I had some birthday money left, and picked up a couple of books (like I needed another book, or an excuse to BUY a book!). I picked up “New Seeds of Contemplation” by Thomas Merton, since my original “Seeds of Contemplation” is so old that it is falling apart when I open it up. And I also picked up a biography of Charles de Foucauld by Robert Elsberg. I’ve been wanting to read about de Foucauld since finishing Carlo Carretto’s “Letters from the Desert”. From what I understand, his was such an approach that he should be so Christ-like that his neighbors would be attracted to his Master. He may have been that, but he was eventually murdered for suspicion of being a french spy. My purpose for reading about him though is to understand the passion of a man who will give up everything he owns in this world in order to share Christ with the poorest of the poor. Whatever mistakes he may have made along the way, such a man is one beautiful soul, a jewel in heaven’s crown. I was tempted to get the book, “Caryll Houselander, Essential Writings”, but figured since Penni was telling us about that I might read it later.

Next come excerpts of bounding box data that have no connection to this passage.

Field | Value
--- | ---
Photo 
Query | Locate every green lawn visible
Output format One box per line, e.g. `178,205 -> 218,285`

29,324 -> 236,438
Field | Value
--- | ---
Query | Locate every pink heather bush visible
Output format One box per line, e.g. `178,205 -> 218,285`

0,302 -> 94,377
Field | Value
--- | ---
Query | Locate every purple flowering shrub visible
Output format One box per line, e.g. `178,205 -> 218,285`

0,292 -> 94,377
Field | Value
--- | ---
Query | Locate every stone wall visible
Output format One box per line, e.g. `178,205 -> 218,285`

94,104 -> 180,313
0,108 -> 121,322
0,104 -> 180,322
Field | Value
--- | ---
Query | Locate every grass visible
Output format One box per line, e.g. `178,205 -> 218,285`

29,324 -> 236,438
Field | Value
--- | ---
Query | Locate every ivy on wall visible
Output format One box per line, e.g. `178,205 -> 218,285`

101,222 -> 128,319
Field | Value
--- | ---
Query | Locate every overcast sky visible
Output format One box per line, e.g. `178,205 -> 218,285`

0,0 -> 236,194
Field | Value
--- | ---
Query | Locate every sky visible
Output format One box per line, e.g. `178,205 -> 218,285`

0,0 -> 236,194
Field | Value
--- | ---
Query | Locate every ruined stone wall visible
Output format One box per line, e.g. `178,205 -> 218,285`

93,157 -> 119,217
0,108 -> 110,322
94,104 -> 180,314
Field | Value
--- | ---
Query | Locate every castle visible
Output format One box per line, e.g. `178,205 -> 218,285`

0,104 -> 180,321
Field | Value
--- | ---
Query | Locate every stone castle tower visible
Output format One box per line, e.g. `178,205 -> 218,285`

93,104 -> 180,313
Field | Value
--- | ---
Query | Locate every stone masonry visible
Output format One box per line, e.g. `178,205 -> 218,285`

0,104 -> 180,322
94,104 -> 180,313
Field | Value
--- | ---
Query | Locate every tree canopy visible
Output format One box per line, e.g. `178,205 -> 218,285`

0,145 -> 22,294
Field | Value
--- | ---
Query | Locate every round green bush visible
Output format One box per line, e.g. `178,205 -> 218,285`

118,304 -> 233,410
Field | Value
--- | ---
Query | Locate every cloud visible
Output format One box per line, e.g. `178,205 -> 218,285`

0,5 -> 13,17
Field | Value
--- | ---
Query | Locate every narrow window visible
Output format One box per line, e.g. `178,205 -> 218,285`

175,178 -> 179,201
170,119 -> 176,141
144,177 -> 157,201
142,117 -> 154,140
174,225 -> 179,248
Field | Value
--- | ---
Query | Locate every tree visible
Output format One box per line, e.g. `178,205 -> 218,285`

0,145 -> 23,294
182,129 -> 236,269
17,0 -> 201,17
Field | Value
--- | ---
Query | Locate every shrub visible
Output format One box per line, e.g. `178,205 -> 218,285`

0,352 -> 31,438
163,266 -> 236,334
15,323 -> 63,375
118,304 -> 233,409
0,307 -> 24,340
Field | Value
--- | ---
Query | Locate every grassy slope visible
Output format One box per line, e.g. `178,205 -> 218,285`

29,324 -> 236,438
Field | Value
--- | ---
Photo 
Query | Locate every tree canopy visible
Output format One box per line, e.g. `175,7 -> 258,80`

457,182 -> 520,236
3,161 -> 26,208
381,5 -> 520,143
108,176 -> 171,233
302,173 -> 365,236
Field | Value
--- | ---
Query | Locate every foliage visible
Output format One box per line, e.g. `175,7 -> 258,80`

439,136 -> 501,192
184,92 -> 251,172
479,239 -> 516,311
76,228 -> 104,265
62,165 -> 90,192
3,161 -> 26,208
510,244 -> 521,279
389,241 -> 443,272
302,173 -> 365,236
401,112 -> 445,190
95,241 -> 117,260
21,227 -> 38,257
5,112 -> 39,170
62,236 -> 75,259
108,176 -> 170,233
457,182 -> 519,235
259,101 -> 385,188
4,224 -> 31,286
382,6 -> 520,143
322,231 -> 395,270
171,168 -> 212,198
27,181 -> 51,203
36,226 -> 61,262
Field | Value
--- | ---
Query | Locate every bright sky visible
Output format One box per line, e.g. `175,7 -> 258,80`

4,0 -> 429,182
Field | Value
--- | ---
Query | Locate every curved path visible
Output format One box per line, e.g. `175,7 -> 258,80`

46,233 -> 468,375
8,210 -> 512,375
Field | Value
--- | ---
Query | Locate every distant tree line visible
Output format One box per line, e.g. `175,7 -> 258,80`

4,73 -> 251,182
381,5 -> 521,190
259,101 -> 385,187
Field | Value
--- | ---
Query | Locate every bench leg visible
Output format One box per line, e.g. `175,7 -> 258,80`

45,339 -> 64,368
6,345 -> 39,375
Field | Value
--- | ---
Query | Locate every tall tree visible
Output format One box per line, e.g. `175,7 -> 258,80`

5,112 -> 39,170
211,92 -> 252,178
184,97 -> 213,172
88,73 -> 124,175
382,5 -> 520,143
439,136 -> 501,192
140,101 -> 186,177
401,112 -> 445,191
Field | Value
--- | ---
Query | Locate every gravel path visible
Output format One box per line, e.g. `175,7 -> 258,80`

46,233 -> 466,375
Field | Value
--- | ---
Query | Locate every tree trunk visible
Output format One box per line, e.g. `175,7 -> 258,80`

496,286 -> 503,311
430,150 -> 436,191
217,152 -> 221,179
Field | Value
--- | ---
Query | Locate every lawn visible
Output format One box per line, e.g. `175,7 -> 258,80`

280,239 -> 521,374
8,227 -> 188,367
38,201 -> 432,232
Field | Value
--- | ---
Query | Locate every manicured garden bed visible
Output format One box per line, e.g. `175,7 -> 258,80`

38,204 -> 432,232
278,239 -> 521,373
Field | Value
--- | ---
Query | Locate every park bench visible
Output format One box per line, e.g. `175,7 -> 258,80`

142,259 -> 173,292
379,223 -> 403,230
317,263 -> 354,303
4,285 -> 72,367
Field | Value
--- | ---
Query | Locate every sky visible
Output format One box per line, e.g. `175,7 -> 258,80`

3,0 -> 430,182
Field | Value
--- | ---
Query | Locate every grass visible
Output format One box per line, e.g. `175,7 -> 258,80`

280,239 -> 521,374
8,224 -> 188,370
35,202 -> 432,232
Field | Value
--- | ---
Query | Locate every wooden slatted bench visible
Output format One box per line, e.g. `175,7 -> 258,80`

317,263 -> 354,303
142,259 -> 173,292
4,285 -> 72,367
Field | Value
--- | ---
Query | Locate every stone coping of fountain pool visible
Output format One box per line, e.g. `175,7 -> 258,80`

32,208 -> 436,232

And I found a cross to replace the one I lost in the woods several weeks ago, must have snagged it on a bush. I’d worn it for nearly 30 years. The new one is called a scripture cross, it’s a celtic design covered with minute depictions of gospel stories. As I was checking out, the Abbot walked by, and the woman helping me called him over. She asked if he would like to bless it. He was delighted, prayed over it, and anointed it. I was very moved by his gesture. He was a gentle man, you could sense that in his voice, see it in his eyes. And this simple act brought me a moment of peace, of clarity.
I want to be monastic, but not in the full sense of a cloister, of a solitude apart, of celibacy. I want to be in a monastic community that puts itself back into the world, that is strong enough to live that way in the midst of the craziness of this life.
I think the more I hear Him, the closer I follow Him, the better I’ll find it.